Thoughts in Solitude

Thoughts in Solitude Book Cover Thoughts in Solitude
Thomas Merton
Farrar Straus & Giroux
October 1, 1998

This is a short book but it is full of impactful thoughts. I like to read these books slowly - one page, one small chapter at a time and spend the day reflecting on it before moving on. There were many instances where Merton's reflections really got in my head and stuck there.

Teach me to bear a humility which shows me, without ceasing, that I am a liar and a fraud and that, even though this is so, I have an obligation to strive after truth, to be as true as I can, even though I will inevitably find all my truth half poisoned with deceit.

Chew on that for a little while.


Walden and Civil Disobedience Book Cover Walden and Civil Disobedience
Henry David Thoreau, W. S. Merwin,
Signet Classic

I first read Walden in the late 1980's in college. I had no idea what I was doing. This is a fact that becomes more and more clear as I age. Thoreau wrote this to be like a "bible". It is not meant to be read over a week or so for a college class. It is meant to be absorbed. Slowly. And that is exactly how I approached it this time around. I am glad I did.
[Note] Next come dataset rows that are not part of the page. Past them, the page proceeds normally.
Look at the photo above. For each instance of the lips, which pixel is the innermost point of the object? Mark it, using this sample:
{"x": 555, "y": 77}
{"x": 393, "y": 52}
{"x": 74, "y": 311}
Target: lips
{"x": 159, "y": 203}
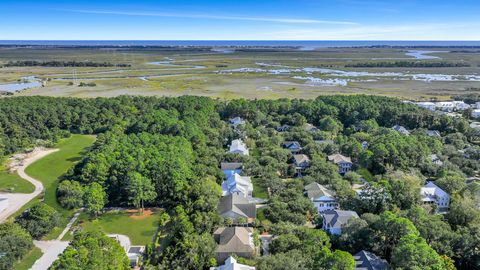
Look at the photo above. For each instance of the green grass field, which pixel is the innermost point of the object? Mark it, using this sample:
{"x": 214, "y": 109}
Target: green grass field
{"x": 11, "y": 182}
{"x": 49, "y": 169}
{"x": 28, "y": 260}
{"x": 139, "y": 228}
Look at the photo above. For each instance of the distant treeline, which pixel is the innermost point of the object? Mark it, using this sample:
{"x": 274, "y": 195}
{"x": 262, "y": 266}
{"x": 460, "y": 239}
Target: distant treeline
{"x": 408, "y": 64}
{"x": 32, "y": 63}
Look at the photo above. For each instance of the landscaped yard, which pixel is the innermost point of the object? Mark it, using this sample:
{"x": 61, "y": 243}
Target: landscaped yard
{"x": 140, "y": 228}
{"x": 29, "y": 259}
{"x": 11, "y": 182}
{"x": 49, "y": 169}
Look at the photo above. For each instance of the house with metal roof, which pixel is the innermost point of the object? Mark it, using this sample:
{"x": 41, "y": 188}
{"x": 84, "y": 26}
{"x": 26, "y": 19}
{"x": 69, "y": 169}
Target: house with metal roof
{"x": 235, "y": 206}
{"x": 234, "y": 241}
{"x": 322, "y": 198}
{"x": 334, "y": 220}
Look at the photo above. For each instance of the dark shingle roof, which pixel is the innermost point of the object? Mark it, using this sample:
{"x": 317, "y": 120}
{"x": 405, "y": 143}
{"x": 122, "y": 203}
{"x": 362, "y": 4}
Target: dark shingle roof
{"x": 237, "y": 204}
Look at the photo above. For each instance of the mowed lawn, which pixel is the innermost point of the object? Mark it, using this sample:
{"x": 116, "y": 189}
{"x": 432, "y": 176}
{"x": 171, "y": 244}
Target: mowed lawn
{"x": 140, "y": 228}
{"x": 49, "y": 169}
{"x": 11, "y": 182}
I went to the woods because I wished to live deliberately, to front only the essential facts of life, and see if I could not learn what it had to teach, and not, when I came to die, discover that I had not lived. I did not wish to live what was not life, living is so dear; nor did I wish to practise resignation, unless it was quite necessary. I wanted to live deep and suck out all the marrow of life, to live so sturdily and Spartan-like as to put to rout all that was not life, to cut a broad swath and shave close, to drive life into a corner, and reduce it to its lowest terms, and, if it proved to be mean, why then to get the whole and genuine meanness of it, and publish its meanness to the world; or if it were sublime, to know it by experience, and be able to give a true account of it in my next excursion.